My boys like to wear my "big shoes," as they call them. They particularly like tromping around in my high heels. It's funny...when I was that little girl wearing the big shoes, I thought the big shoe people had all the answers, always knew what to do, never were nervous or scared or didn't know what to do.

And now that those big shoes are mine, I see how it is -- at least in this stage. I wonder how many times my parents were nervous or didn't know how things were going to work out with one problem or another -- but still they were a rock for me. I wonder how often they were frustrated with a vexing problem or question with how to parent a child and still seemed solid.
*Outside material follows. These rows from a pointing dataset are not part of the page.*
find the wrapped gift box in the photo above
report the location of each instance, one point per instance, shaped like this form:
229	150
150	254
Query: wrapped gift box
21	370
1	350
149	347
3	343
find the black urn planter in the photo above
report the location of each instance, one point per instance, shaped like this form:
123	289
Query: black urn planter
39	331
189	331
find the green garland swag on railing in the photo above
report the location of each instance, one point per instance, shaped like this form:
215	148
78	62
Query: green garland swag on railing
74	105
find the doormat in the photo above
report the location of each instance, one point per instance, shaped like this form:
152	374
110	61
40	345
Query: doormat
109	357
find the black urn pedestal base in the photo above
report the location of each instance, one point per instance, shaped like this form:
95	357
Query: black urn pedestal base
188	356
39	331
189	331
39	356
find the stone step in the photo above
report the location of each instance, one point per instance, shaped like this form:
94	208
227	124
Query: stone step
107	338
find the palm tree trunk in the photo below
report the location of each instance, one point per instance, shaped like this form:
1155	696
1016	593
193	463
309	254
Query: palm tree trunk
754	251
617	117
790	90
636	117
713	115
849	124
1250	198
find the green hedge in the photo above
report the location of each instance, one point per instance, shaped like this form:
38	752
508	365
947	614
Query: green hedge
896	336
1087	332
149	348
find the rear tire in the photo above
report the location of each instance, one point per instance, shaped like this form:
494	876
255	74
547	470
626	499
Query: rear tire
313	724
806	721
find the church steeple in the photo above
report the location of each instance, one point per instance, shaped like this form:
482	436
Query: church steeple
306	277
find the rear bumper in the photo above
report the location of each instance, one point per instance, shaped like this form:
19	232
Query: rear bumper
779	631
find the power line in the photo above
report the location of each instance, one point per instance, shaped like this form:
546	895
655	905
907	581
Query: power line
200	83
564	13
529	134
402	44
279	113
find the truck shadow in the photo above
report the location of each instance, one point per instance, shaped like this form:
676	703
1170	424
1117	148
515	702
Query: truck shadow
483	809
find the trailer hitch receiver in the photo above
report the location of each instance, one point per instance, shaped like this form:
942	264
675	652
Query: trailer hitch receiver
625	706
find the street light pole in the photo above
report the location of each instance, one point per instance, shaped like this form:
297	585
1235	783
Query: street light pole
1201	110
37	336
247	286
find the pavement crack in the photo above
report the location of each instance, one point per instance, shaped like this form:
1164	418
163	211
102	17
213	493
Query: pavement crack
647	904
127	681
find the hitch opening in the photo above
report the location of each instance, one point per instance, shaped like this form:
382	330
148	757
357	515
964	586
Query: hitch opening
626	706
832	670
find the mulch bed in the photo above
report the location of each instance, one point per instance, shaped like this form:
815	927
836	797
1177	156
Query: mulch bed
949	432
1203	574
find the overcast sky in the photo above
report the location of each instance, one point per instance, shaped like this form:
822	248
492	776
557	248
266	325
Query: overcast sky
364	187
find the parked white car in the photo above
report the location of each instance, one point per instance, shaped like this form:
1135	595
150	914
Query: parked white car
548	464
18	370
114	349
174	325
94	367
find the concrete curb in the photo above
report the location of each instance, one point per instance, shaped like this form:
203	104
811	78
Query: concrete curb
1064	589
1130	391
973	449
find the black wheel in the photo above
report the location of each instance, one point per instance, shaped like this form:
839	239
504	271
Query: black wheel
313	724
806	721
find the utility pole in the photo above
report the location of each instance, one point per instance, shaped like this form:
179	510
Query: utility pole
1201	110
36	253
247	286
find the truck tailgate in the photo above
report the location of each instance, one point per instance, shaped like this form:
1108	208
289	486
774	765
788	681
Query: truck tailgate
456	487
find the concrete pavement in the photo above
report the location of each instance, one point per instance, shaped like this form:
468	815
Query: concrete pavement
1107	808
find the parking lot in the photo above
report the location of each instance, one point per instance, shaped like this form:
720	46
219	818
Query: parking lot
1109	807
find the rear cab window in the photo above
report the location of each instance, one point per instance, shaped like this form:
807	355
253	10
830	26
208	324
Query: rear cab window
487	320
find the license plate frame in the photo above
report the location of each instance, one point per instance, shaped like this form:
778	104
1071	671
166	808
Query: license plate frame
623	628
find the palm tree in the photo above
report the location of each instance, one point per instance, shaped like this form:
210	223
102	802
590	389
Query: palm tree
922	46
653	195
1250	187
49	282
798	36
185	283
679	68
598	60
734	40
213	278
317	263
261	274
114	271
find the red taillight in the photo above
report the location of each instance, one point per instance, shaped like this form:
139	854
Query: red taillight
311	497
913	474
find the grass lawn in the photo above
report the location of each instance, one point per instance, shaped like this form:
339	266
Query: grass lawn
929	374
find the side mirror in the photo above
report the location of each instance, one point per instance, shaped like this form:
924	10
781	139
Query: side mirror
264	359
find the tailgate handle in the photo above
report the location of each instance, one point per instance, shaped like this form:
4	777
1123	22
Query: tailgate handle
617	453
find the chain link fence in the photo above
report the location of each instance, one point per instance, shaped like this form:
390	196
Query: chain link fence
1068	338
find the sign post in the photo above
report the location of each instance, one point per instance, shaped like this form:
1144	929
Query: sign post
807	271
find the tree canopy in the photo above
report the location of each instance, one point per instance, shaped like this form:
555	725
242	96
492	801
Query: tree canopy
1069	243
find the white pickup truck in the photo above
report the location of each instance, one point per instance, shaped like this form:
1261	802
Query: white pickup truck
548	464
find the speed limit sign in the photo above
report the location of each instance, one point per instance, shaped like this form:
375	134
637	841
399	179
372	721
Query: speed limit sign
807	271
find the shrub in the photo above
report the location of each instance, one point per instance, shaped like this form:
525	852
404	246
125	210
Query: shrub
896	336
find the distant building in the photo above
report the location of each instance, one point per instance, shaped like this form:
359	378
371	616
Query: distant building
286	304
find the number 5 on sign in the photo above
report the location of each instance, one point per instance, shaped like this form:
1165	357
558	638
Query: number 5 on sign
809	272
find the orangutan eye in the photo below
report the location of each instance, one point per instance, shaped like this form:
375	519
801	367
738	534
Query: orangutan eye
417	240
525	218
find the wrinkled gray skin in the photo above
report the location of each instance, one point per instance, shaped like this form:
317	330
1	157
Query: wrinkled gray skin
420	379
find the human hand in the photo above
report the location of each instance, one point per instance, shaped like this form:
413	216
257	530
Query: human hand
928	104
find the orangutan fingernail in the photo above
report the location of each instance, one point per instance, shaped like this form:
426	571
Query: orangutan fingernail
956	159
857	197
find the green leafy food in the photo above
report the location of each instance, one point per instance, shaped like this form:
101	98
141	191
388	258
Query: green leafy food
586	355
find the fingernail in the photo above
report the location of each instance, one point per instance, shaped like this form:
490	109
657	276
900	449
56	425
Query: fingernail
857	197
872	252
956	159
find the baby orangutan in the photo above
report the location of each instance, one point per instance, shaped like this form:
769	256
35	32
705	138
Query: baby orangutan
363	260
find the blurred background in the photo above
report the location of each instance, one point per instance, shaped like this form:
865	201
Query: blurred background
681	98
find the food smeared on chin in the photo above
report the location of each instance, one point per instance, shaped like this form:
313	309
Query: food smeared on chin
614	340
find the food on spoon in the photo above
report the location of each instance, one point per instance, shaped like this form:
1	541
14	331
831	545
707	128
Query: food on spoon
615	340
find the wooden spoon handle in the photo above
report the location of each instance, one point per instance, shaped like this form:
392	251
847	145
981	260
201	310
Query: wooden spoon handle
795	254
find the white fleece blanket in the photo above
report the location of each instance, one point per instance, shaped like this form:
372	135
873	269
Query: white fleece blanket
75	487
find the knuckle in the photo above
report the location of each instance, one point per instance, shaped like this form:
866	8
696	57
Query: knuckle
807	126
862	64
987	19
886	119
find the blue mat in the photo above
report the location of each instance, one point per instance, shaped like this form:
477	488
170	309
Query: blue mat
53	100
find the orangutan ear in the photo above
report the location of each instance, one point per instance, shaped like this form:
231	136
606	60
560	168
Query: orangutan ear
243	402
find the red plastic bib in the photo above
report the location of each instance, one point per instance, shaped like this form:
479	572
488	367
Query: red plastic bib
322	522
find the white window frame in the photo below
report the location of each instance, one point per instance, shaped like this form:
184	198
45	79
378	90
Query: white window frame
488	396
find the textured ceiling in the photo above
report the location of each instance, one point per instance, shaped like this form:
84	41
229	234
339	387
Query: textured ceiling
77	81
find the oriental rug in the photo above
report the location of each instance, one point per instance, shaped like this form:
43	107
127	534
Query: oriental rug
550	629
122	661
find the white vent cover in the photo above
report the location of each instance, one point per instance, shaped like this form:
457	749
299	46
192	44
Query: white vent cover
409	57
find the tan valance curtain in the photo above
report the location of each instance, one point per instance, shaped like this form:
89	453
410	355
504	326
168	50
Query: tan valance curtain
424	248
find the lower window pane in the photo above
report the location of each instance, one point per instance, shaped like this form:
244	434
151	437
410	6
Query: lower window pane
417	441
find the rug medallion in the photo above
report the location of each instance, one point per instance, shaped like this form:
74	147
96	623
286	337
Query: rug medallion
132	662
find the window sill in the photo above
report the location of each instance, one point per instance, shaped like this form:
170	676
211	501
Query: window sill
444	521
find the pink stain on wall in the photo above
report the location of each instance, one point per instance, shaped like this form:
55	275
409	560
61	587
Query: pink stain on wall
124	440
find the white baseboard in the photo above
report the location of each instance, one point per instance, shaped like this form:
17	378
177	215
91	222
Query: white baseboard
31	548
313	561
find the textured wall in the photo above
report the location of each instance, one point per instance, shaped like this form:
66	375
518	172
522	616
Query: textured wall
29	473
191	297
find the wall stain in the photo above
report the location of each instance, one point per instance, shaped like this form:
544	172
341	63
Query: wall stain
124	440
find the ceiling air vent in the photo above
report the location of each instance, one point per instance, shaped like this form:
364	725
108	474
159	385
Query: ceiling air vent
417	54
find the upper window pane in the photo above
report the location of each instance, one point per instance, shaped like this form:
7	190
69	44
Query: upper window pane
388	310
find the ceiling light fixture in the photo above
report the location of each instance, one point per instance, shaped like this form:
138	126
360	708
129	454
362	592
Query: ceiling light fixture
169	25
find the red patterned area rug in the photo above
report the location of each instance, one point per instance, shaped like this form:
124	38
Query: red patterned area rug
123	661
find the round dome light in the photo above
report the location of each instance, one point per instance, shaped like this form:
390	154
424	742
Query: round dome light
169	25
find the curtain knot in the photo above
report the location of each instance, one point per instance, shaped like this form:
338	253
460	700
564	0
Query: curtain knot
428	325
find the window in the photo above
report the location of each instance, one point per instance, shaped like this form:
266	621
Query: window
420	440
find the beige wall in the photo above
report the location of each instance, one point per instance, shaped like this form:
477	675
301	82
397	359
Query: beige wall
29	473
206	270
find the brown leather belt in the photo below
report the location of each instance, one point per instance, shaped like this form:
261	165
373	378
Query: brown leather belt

I wonder how often something I did cracked them up, the way that Scott and I sometimes shoot knowing glances at each other, busting up over something one of these boys says.

I always knew my parents loved me and I remember telling them every day and hugging them -- but now that I'm the mom, I realize how much those words of admiration and appreciation -- how much those small hugs and kisses mean -- how much you need the little shoes.

To me, I never realized what it was like there. In my eyes, my parents knew everything, they had all the answers, they were safety -- there wasn't any other adult in the world that I had more pride in than my mom or dad. They were my whole world. And even now, just knowing that they are here makes all the difference. They still know how to make things okay and my appreciation for them continues to deepen.

I sat there, rocking Mia in the dark and thinking that must be how my boys and Mia view Scott and I. We are that rock for them.

And I thought...
"Oh shoot...these are big shoes!!"
(And I'm giving a shout out to this post by Kimi. I heart, I heart!)